Black students are a particular peeve of hers, though none of the tensions she describes with her students at Duke surfaced during the rehearsals at Howard. "When I first got to Duke the black students all sat by themselves in the cafeteria, all studied together. I would tell them you are too young to know, you haven't seen racism, but they wouldn't listen to me for the first year," says Williams, who has been at Duke for two years and has just had her contract renewed for three more.
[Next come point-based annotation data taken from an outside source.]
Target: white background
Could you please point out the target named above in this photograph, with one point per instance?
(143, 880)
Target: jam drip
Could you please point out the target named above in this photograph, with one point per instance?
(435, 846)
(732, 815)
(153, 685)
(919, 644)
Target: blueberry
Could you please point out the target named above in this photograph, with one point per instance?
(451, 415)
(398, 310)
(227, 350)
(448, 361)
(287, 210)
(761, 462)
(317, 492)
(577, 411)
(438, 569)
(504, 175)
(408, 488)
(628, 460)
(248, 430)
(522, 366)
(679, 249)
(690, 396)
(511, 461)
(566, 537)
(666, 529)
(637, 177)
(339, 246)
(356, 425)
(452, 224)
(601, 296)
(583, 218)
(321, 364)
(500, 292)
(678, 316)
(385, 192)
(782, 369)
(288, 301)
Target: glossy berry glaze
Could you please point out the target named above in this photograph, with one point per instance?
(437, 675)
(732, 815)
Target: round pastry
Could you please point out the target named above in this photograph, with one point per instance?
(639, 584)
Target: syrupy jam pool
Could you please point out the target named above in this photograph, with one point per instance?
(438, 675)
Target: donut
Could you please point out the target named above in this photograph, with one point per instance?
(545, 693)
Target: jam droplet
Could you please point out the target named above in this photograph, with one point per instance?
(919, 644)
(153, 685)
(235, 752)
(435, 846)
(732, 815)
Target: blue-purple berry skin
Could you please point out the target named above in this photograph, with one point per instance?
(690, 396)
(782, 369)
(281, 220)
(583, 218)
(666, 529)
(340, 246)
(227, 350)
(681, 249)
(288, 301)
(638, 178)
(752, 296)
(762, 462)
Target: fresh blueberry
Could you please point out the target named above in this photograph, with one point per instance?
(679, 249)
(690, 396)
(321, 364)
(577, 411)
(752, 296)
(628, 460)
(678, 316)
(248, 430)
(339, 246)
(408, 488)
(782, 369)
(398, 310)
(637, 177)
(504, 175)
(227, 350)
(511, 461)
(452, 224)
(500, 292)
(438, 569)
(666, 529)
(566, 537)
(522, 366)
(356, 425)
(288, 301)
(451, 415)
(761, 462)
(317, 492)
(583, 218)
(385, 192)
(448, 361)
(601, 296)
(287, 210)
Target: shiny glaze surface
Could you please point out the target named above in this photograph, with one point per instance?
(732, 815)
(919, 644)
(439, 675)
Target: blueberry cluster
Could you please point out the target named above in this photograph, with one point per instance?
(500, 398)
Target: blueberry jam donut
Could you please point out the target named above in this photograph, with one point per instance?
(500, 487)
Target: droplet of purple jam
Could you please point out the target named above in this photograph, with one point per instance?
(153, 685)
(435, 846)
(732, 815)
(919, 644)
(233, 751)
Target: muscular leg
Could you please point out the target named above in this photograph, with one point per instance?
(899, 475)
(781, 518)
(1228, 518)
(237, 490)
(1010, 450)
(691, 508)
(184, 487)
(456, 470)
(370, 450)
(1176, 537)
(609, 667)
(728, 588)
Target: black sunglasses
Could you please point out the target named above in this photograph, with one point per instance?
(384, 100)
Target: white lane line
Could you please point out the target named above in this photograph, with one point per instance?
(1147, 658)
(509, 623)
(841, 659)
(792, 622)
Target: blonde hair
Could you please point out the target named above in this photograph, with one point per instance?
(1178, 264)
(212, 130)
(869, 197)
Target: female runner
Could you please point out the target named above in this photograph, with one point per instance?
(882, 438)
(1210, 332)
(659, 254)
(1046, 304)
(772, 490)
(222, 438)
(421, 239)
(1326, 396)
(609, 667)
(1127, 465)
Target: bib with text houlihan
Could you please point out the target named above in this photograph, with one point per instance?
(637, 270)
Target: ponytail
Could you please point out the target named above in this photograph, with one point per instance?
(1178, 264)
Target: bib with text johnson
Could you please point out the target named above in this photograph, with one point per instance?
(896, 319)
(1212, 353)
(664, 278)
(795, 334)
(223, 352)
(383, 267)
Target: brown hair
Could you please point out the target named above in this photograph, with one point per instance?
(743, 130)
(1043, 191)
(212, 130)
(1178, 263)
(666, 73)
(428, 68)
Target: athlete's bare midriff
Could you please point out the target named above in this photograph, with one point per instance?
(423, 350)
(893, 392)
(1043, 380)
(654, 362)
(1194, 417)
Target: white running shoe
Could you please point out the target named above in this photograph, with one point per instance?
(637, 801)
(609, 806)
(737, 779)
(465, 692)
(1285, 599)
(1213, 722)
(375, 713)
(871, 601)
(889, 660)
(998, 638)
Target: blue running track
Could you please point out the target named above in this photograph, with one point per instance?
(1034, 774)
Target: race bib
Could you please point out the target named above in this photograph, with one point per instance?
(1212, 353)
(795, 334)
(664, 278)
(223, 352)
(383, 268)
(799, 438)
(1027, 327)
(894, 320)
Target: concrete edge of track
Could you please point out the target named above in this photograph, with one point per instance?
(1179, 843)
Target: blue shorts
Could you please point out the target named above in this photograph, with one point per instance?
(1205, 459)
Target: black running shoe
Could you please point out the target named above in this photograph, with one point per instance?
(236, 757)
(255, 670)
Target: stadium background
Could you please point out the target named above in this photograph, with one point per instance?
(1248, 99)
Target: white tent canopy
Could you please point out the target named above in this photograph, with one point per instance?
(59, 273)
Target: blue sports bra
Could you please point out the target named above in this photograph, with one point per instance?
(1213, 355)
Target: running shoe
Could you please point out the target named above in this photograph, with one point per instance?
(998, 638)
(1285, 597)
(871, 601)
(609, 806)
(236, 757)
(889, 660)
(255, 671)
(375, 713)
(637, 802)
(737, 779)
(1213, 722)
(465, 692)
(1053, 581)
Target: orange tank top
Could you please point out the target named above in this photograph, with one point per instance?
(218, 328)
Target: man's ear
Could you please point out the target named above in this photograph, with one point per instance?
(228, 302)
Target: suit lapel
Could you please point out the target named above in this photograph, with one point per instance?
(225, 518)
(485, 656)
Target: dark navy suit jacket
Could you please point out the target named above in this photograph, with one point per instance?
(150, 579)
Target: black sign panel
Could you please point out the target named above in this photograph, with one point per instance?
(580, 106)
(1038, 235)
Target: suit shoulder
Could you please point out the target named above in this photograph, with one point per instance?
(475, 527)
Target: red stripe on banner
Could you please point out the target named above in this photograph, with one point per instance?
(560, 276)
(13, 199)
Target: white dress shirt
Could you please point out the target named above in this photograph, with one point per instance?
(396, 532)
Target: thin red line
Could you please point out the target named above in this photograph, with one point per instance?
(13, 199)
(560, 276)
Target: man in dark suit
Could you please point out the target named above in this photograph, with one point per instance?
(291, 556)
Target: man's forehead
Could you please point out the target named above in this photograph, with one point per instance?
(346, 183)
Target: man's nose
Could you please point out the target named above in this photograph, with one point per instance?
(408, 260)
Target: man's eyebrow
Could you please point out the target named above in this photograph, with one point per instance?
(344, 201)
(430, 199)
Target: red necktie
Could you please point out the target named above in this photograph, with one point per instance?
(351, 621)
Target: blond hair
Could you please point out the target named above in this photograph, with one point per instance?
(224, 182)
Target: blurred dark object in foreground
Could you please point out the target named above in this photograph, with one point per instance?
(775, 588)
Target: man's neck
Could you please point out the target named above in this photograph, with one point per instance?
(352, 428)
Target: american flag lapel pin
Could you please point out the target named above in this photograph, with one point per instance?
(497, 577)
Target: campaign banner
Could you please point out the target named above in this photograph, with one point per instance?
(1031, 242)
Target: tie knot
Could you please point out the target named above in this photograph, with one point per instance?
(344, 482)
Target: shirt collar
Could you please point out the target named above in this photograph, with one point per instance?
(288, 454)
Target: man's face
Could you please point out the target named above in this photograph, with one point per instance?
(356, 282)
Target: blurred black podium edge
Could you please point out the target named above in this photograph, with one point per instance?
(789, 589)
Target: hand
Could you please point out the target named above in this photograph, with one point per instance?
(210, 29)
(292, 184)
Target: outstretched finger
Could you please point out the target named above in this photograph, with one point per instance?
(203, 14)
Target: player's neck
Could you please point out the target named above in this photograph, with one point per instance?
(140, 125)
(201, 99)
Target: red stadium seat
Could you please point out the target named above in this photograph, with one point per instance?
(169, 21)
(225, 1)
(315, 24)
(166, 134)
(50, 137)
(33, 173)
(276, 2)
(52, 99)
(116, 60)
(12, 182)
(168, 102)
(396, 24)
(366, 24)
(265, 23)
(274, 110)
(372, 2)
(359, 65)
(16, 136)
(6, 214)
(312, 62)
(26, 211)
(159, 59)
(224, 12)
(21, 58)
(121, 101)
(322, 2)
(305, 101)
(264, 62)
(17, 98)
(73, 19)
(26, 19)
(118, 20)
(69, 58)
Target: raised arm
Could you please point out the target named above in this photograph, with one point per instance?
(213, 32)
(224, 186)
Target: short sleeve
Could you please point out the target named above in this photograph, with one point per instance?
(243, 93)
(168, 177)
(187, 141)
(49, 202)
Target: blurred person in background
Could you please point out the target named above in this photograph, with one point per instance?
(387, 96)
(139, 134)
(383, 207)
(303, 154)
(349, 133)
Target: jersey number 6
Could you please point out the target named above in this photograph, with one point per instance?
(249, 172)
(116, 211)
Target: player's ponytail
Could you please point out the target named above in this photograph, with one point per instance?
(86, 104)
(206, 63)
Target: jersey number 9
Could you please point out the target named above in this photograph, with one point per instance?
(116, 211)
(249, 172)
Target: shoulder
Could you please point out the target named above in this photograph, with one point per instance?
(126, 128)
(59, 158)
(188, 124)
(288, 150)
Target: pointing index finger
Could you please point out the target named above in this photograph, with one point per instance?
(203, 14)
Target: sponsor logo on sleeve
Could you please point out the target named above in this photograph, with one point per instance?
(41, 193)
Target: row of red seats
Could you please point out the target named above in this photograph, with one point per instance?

In her sessions at Duke, the students often called her a Tom, criticizing the white audiences her contemporary music attracts. "And I would tell then, "Because they know what's happening, you dumb son of a b -- . Send your Al Capone (leader) to me.' And I had to prove to them that they were the Toms," says Williams. One of the anecdotes she used to rebut students' notions that the stars of '40s and '50s were Toms concerned Stepin' Fetchit, the actor whose name and screen image personified the head-scratching, grinning darky.

"One night Stepin' came into a club where I was playing with Andy Kirk. Now the gangsters were looking for him and Chicago had the worst gangsters in the world. Stepin' put his feet on the table, took out a bottle of champagne, and just sat back. When the gangsters came in, they surrounded him and Stepin' jumped up, pulled out two guns. And I hit the floor. Now that's not a Tom," recalls Williams, gleefully.

Besides her sense of mission to save jazz, her determination is fueled by her spiritual beliefs. During a rough period, she had turned to the church. "I have always felt everyone should go to church. But most religious didn't appeal to me because I didn't understand the ideas. I was always taught that God doesn't hold any secrets," says Williams. "So it was the straightforwardness and the access -- the churches were open in the daytime."

The combination of continuing creativity and inner peace has only enhanced her reputation. She carries the same weight and wholesome look she has had for years, her high cheekbones energizing her face. Only black circles around her eyes indicate her age. "I feel very strong and I'm thinking better. I think religion has eliminated the confusion around me, I always seem to be creating," says Williams.

"when the people at Duke asked me to stay for three more years, they said I couldn't be replaced. Well, I don't know but I'm going to be around trying to help these young people for a while."